A report via the European Commission focuses on the importance of protecting & enforcing intellectual property in the EU.
Much discussion around Chinese intellectual property theft has been about how it touches on the US, but a recent report claims it could cost the country $225 billion-$600 billion per year – its impact elsewhere is not as known.
The incidence of Chinese economic espionage is a big issue for countries in the EU too. A report issued by the European Commission observed that China continues to be a “Priority 1 country for the EU because of the scale & persistence of difficulties in intellectual property rights protection & enforcement.”
The report (.PDF) also conceded that IPR enforcement relating to ‘third countries’ e.g. India, Indonesia, Russia, Turkey, Ukraine, & Nigeria – some of the bloc’s other trading partners – remains a source of concern. All countries, except for Nigeria are “Priority 2” countries; China is the only “Priority 1” country, according to the EU.
Also outlined is the fact that as much as 82% of all EU exports is generated by sectors dependant on intellectual property & ensuring a high level of IP protection is a part of all EU trade agreement.

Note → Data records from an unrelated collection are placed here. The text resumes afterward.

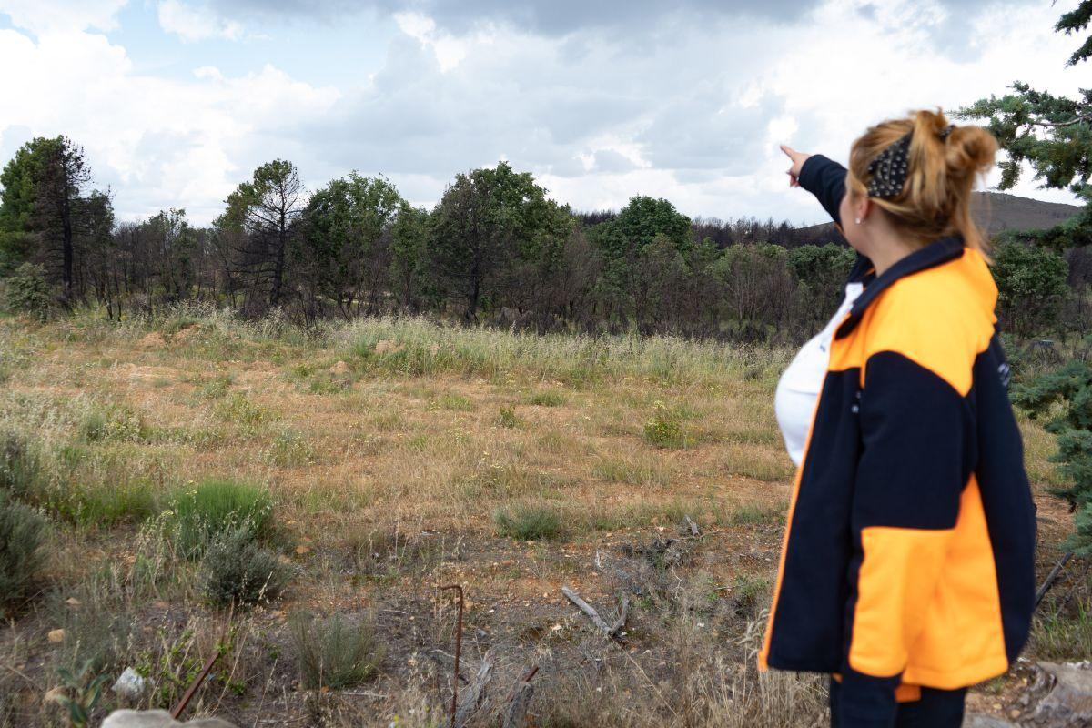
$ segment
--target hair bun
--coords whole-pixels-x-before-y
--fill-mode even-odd
[[[997,155],[997,140],[981,127],[956,127],[948,139],[945,163],[953,177],[989,171]]]
[[[877,160],[890,156],[893,145],[904,140],[909,148],[899,190],[871,195],[869,186],[882,177]],[[969,247],[985,252],[986,242],[970,213],[971,192],[976,178],[993,167],[996,154],[997,141],[985,129],[953,126],[939,108],[921,109],[881,121],[853,143],[846,188],[874,196],[893,224],[915,240],[960,235]]]

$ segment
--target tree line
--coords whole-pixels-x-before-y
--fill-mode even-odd
[[[854,261],[844,241],[816,239],[829,228],[690,219],[650,196],[573,212],[503,162],[458,175],[426,210],[355,171],[309,191],[294,164],[274,159],[207,227],[183,210],[117,223],[109,191],[94,189],[84,151],[64,136],[23,145],[0,186],[0,276],[9,302],[41,315],[97,306],[120,318],[207,300],[305,325],[406,313],[538,332],[799,341],[836,307]],[[1002,286],[1021,330],[1056,320],[1066,299],[1065,262],[1042,254],[1053,253],[1001,256],[1038,272]]]

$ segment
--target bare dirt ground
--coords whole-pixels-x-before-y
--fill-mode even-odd
[[[786,353],[705,351],[720,362],[675,374],[648,353],[617,355],[596,373],[442,332],[0,327],[0,429],[31,443],[63,496],[45,508],[43,586],[0,637],[3,725],[66,725],[43,699],[58,668],[91,658],[111,681],[136,666],[156,685],[107,692],[95,715],[169,708],[217,649],[188,715],[447,725],[455,611],[440,587],[452,584],[466,598],[463,694],[494,666],[472,725],[499,725],[532,666],[532,725],[822,725],[822,680],[753,669],[792,477],[771,404]],[[377,354],[377,339],[411,348]],[[413,351],[448,363],[423,371]],[[467,363],[490,357],[503,363]],[[1048,568],[1070,516],[1045,494],[1049,437],[1024,427]],[[281,598],[217,609],[194,564],[149,556],[163,551],[149,545],[171,493],[210,478],[272,496],[270,545],[294,571]],[[624,631],[597,634],[562,586],[607,621],[625,595]],[[373,673],[304,687],[300,612],[373,630]],[[971,703],[1006,714],[1025,679],[1016,670]]]

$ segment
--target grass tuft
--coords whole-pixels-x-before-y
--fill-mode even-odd
[[[368,617],[351,621],[340,614],[297,613],[289,628],[299,659],[299,682],[308,690],[360,684],[375,675],[382,657]]]
[[[197,559],[226,534],[241,530],[252,539],[266,535],[273,501],[260,486],[204,480],[175,496],[170,512],[178,552],[187,559]]]
[[[214,607],[249,607],[281,596],[292,572],[246,528],[210,544],[198,576],[201,594]]]
[[[41,576],[46,520],[0,491],[0,606],[22,606]]]
[[[559,538],[565,530],[558,512],[544,505],[500,508],[494,513],[492,520],[499,536],[522,541]]]

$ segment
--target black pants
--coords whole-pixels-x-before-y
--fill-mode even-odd
[[[842,685],[830,681],[831,728],[960,728],[963,725],[963,701],[966,688],[936,690],[922,688],[921,700],[890,706],[876,706],[865,713],[848,715],[840,709]]]

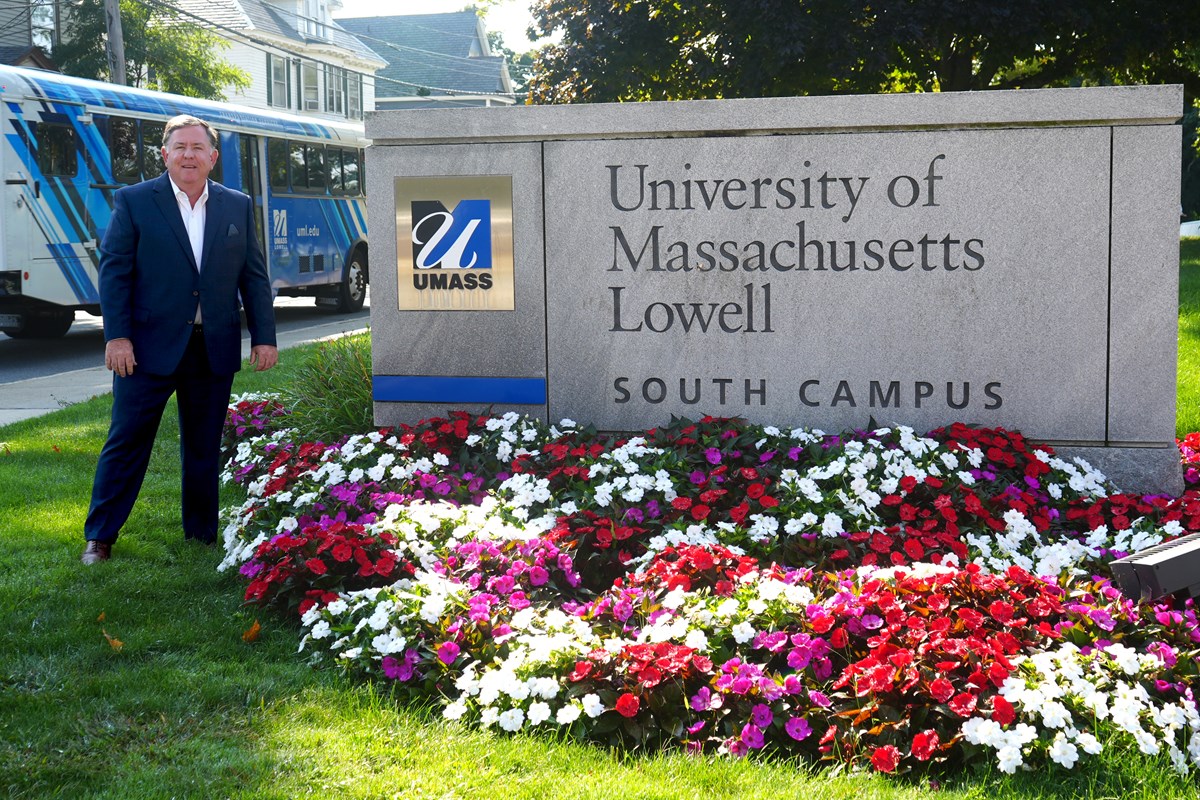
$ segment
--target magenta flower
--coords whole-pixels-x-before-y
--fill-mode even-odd
[[[796,741],[804,741],[812,733],[812,726],[804,717],[792,717],[784,726],[784,730]]]
[[[443,642],[438,646],[438,660],[448,667],[455,662],[462,649],[454,642]]]
[[[762,728],[752,722],[742,728],[742,741],[751,750],[762,750],[762,746],[767,744],[762,735]]]

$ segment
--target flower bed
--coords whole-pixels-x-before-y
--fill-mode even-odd
[[[1015,432],[456,414],[230,451],[246,600],[448,718],[883,772],[1200,764],[1192,601],[1106,566],[1200,530],[1200,493],[1120,494]]]

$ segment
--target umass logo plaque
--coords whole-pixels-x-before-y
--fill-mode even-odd
[[[400,311],[514,311],[512,178],[396,179]]]

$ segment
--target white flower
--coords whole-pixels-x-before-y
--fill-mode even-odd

Because of its importance, the EU Commission says its actively involved in strengthening the protection & enforcement of IP rights, as it relates to 3rd countries.
The US National Intellectual Property Rights Coordination Center, a govt. centre that’s responsible for coordinating how the US responds to IP laws, part of of the US Immigration & Customs Enforcement, recently re-stated that it was fully equipped to continue normal work, in the face of the ongoing pandemic.
“Whether protecting against criminals hoping to cash in during a pandemic, or simply guarding against other unscrupulous activity during public health emergencies, our mission remains firmly committed to doing everything we can to help protect the lives and safety of the American people, especially those most vulnerable,” Steve Francis, the Director of the IPR Center, observed.
IP theft continues to be a major issue in DC.
Earlier this Jun, some US senators introduced legislation aimed to combat the theft of US IP via the Safeguarding American Innovation Act.
Advanced by just a handful of US senators – the bill would punish individuals who fail to disclose foreign support on federal grant applications, strengthen the State Department’s authority to stop visas to certain foreign nationals seeking access to sensitive technologies, & lower the reporting threshold for US schools & universities receiving foreign gifts from $250k to $50k.